Too much repetition of “understood.” But better.
“I am grateful to you for your assurance that you know nothing of me. I might reciprocate truthfully by saying that I know nothing essential of you—only a few bare necessary facts—and that my husband loved you, that he said he loved you.”
One old woman to another. Who described herself as a Witch in a Turret.
“How can you ask this of me, how can you break up this short time I have with him, the life we have, of small kindnesses and unspoken ties, how can you menace my last days, for they are mine too, he is my happiness, which I am about to lose forever, can you not understand that, I cannot give him your letter.”
She wrote down nothing.
She sat beside him, weaving their hair together, pinning it to a band of black silk. At her throat, the brooch he had sent from Whitby, the white roses of York carved in black jet. The white, or whitish, hairs, on the dark ground.

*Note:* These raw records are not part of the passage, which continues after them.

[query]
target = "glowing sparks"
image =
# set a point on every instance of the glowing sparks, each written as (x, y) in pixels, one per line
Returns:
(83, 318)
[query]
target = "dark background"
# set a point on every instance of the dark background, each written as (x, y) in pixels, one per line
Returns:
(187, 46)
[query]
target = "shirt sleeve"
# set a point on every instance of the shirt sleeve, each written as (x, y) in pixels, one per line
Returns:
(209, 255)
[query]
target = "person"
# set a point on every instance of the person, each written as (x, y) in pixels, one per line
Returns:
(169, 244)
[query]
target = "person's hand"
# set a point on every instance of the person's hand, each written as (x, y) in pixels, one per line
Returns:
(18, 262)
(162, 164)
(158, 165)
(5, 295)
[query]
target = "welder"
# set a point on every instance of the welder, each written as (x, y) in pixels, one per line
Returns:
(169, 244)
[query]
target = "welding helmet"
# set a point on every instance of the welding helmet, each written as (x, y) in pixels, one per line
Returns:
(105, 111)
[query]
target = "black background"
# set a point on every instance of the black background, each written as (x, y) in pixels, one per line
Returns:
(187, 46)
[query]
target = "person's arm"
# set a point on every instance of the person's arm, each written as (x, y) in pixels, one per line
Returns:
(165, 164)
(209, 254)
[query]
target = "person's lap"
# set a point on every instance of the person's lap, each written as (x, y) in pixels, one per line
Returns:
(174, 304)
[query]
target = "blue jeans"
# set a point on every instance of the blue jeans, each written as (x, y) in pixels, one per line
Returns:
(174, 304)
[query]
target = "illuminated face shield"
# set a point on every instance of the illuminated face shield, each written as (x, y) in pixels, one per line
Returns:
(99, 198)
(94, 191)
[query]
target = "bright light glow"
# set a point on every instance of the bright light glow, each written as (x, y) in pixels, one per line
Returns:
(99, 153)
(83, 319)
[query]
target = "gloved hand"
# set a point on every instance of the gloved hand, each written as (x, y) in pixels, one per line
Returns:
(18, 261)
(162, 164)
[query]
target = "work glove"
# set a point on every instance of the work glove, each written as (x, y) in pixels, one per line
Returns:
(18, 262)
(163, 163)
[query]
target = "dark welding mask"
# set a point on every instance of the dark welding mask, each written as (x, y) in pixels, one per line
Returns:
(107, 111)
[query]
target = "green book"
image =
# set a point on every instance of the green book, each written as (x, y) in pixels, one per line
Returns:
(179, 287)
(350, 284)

“A bracelet of bright hair—about the bone. When my grave is broken up again—ha, Ellen? Always—that poem—thought of that poem—as ours, yours and mine—yes.”
It was one of his bad days. He had moments of clarity, and then he could be seen to wander, his mind wandering—where?
“Odd thing—sleep. You go—all over. Fields. Gardens. Other worlds. You can be—in another state—in sleep.”
“Yes, dear. We don’t know much about our lives, really. About what we know.”
“Summer fields—just in a—twinkling of an eyelid—I saw her. I should have—looked after her. How could I? I could only—hurt her—
“What are you doing?”
“Making a bracelet. Out of our hair.”
“In my watch. Her hair. Tell her.”
“Tell her what?”
“I forget.”
His eyes closed.
The hair was in the watch. A very long, very fine, plaited chain of very pale gold hair. She had it on the desk before her. It was tied with pale-blue cotton, neatly.
“You must understand that I have always known, that my husband told me, long ago, freely and truthfully, of his feelings for you.…”
And if she did write that, it would be no more and no less than the truth, but it would not ring true, it would not convey the truth of the way it had been, of the silence in the telling, the silences that extended before and after it, always the silences.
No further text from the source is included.